To write an UPSERT query, you first write a normal INSERT for the case when the constraint is not violated. In this case, when a counter with a given id does not already exist, we want to create a new counter with the given id and the value 1. An INSERT that does this looks like:
INSERT INTO counters (id, value) SELECT <id> AS id, 1 AS value;
Then to make it an UPSERT, you add to the end of it ON CONFLICT (<unique column>) DO <action>. The action can either be NOTHING, in which case the query will be ignored, or it can be UPDATE SET <column1> = <expr1>, <column2> = <expr2> … This will modify the existing row and update the corresponding columns to the new values. In this case we want to use the UPDATE form to increment the value of the counter. The whole query winds up looking like:
INSERT INTO counters SELECT <id> AS id, 0 AS value ON CONFLICT (id) DO UPDATE SET value = counters.value + 1;
When you run the above command with a given id, it will create a new counter with the value 1 if a counter with the id does not already exist. Otherwise it will increment the value of the existing counter. Here’s some examples of its use:
> SELECT * FROM counters; id | value ----+------- (0 rows) > INSERT INTO counters SELECT 0 AS id, 1 AS VALUE ON CONFLICT (id) DO UPDATE SET value = counters.value + 1; > SELECT * FROM counters; id | value ----+------- 0 | 1 (1 row) > INSERT INTO counters SELECT 0 AS id, 1 AS VALUE ON CONFLICT (id) DO UPDATE SET value = counters.value + 1; > SELECT * FROM counters; id | value ----+------- 0 | 2 (1 row) > INSERT INTO counters SELECT 0 AS id, 1 AS VALUE ON CONFLICT (id) DO UPDATE SET value = counters.value + 1; > SELECT * FROM counters; id | value ----+------- 0 | 3 (1 row) > INSERT INTO counters SELECT 1 AS id, 1 AS VALUE ON CONFLICT (id) DO UPDATE SET value = counters.value + 1; > SELECT * FROM counters; id | value ----+------- 0 | 3 1 | 1 (2 rows) > INSERT INTO counters SELECT 1 AS id, 1 AS VALUE ON CONFLICT (id) DO UPDATE SET value = counters.value + 1; > SELECT * FROM counters; id | value ----+------- 0 | 3 1 | 2
One last bit about UPSERT, you can use the faux table excluded to refer to the new row being inserted. This is useful if you either want to values of the old row with values of the new row, or make the values of the row a combination of the values of the old and new rows. As an example, let’s say we want to extend the counter example to increment by an arbitrary amount. That can be done with:
INSERT INTO counters SELECT <id> AS id, <amount> AS VALUE ON CONFLICT (id) DO UPDATE SET value = counters.value + excluded.value;
This even works if you are incrementing multiple counters simultaneously all by different amounts.

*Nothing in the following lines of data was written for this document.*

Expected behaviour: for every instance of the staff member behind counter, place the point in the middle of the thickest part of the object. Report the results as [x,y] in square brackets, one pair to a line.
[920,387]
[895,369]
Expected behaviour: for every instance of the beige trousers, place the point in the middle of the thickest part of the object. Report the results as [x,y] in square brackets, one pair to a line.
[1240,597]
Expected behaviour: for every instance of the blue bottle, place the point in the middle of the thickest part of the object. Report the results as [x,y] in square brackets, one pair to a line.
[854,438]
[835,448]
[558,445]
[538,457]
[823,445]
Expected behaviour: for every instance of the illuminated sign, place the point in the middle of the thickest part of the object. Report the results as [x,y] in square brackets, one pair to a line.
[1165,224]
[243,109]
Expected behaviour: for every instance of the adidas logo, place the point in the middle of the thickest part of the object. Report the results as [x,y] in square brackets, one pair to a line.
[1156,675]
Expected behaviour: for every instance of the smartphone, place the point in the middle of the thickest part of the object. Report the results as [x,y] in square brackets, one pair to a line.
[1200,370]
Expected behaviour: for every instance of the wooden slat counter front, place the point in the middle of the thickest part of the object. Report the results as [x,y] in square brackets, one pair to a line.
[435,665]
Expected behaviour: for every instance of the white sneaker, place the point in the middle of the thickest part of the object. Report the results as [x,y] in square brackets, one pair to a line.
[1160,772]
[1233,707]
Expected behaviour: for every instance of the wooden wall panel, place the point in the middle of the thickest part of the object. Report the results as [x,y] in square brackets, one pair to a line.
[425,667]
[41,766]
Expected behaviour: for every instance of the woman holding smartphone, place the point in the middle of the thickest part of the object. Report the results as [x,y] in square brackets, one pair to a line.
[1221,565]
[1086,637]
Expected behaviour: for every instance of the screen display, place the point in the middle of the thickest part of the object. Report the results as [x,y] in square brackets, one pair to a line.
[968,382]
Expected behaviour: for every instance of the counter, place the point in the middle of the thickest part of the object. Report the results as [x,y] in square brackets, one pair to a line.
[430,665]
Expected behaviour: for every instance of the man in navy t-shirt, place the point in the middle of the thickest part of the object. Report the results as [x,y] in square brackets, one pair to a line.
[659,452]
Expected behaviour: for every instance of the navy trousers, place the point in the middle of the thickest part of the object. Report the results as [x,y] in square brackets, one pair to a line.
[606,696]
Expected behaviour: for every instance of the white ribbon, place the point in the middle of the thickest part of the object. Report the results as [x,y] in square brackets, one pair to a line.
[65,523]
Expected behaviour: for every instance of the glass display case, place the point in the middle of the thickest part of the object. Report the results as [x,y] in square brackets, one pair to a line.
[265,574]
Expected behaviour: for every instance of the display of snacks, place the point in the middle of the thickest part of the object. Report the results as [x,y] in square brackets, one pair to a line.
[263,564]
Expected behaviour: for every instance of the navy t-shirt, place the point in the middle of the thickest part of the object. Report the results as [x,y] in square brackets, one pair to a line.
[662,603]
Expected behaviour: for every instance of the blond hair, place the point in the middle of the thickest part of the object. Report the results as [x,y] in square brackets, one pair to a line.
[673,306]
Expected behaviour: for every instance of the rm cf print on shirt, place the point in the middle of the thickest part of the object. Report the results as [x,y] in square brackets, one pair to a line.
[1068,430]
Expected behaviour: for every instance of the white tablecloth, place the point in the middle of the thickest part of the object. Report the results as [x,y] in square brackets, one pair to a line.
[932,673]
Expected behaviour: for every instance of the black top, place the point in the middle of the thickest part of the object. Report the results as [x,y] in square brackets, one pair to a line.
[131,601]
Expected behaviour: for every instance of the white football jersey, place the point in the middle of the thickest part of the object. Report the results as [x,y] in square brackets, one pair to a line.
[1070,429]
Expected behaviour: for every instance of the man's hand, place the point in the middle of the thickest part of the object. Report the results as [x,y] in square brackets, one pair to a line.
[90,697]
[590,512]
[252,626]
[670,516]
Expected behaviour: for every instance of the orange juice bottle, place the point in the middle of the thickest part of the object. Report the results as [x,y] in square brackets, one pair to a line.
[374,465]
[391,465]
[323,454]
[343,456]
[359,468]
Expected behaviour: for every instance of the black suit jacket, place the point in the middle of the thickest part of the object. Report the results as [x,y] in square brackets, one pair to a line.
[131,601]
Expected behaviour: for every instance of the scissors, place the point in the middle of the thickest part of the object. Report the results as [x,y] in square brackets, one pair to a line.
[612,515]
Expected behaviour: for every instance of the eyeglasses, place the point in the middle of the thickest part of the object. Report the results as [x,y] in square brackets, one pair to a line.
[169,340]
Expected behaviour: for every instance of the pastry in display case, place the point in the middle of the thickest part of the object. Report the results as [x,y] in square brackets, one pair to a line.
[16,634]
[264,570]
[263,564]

What makes UPSERT so interesting to me is that it works even in concurrent situations. UPSERT still works even if other INSERT and UPDATE queries are all running simultaneously! Prior to the UPSERT feature there was a fairly complex method to emulate UPSERT. That method involved using PL/pgSQL to alternate between running INSERT and UPDATE statements until one of them succeeded. The statements need to be ran in a loop because it is possible for a different INSERT to run before the UPSERT INSERT was ran, and a row could be deleted before the UPDATE could be ran. The UPSERT feature takes care of all of this for you, while at the same time providing a single command for the common pattern inserting data if it does not already exist and otherwise modifying the old data!